GRANDES TEMAS, GRANDES NOMES

Menor criminalidade exige Estado legalista, e não Direito Penal mais rigoroso, afirma advogada

 

3 de agosto de 2024, 10h31

A redução da criminalidade não depende de um Direito Penal mais rigoroso, o que é uma crença comum no Brasil, mas de um Estado que atue dentro da lei, de modo a estimular os cidadãos a também respeitarem as normas proibitivas.

fernanda tórtima

Fernanda Tórtima diz que Direito Penal exige aperfeiçoamento contínuo

Essa avaliação é da advogada Fernanda Tórtima, especialista em Direito Penal. Ela tratou do assunto em entrevista à série Grandes Temas, Grandes Nomes do Direito. Nela, a revista eletrônica Consultor Jurídico conversa com alguns dos nomes mais importantes do Direito e da política sobre os temas mais relevantes da atualidade.

“O Brasil tem uma tendência ao populismo penal. Existe uma crença na sociedade que, quanto mais Direito Penal, menos criminalidade vai existir. Primeiro que a eficácia do Direito Penal é muito difícil de comprovar. Não dá para verificar empiricamente se o Direito Penal aumenta ou diminui a criminalidade. Mas, se a gente compara com outros países democráticos, em que as penas são, inclusive, mais baixas, muitos deles têm menos criminalidade.”

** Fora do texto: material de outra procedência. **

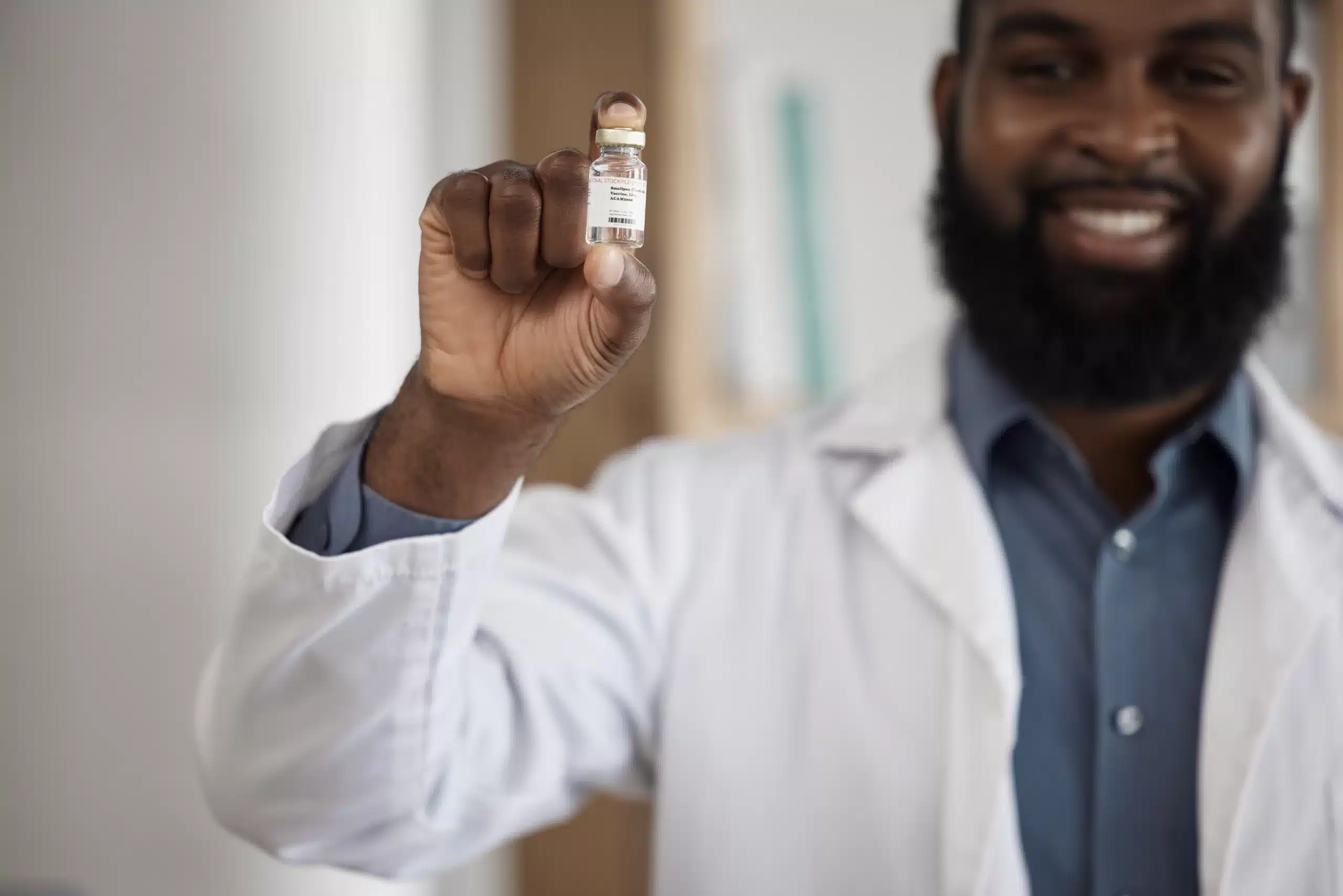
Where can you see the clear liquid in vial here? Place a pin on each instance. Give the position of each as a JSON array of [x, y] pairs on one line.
[[617, 188]]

“E, na verdade, a gente nunca pode achar que é a pena mais alta ou o Direito Penal mais rigoroso ou menos racional que vai diminuir a criminalidade, muito pelo contrário. Se o Estado age de forma ilegal, as suas leis proibitivas não vão ser respeitadas pelo cidadão. O cidadão só respeita um Estado que se faz respeitar. E o Estado se faz respeitar através de processos legalistas, através da defesa de garantias para o cidadão”, completou a advogada.

Nulidade de processos

Tórtima acredita que, apesar de não carecer de normas mais rigorosas, o Direito Penal exige um esforço contínuo de aperfeiçoamento para que sejam superadas as falhas nos processos e para que ele seja mais eficiente.

“A gente viu que, recentemente, órgãos responsáveis pela persecução penal promoveram trocas de informações com Estados estrangeiros, em detrimento, inclusive, de empresas brasileiras, sem que adotassem os procedimentos formais existentes e previstos em lei. E isso trouxe um problema muito grande para essas empresas, implicou, obviamente, processos feitos com base nessas provas que foram obtidas de forma ilegal, processos nulos”, comentou ela.

“Os tribunais superiores, quando reconhecem nulidade no processo, não fazem isso porque querem, fazem isso porque a nulidade existe. Então, o que se tem de fazer é evitar a nulidade, é usar os canais corretos, realizar o processo com base na lei, na Constituição, e, se assim for feito, teremos um Direito Penal mais justo, mais eficiente e que, em tese, funcionaria melhor, se é que a gente pode dizer que um Direito Penal funciona.”

Prerrogativa sobre mentiras

A advogada também tratou do modelo do Judiciário brasileiro de não punir a mentira por parte do acusado na circunstância em que a verdade for autoincriminatória. Em comparação com outros países, esse paradigma não é melhor, nem pior, segundo Tórtima, mas causa consequências, inclusive para a atividade advocatícia.

“Como aqui o magistrado sabe que não é crime ou que não pode ser punida a mentira do acusado, há uma tendência que ele acredite menos na palavra do acusado. Nos Estados Unidos, por exemplo, quando um advogado resolve não se valer do direito ao silêncio e prestar depoimento, o que ele diz tende a ser avaliado de uma forma um pouco mais séria, porque ele é advertido de que não pode mentir”, disse ela.

“Se a gente entende que um acusado pode mentir, qual é o problema dos advogados, então, conversarem sobre estratégias e sobre, eventualmente, versões que serão apresentadas? A gente tem consequências. A prerrogativa do advogado é uma consequência do direito que o acusado tem. Então, se o acusado tem direito de mentir, o advogado teria direito de orientá-lo a mentir, ou não. Enfim, é um modelo que a gente adotou.”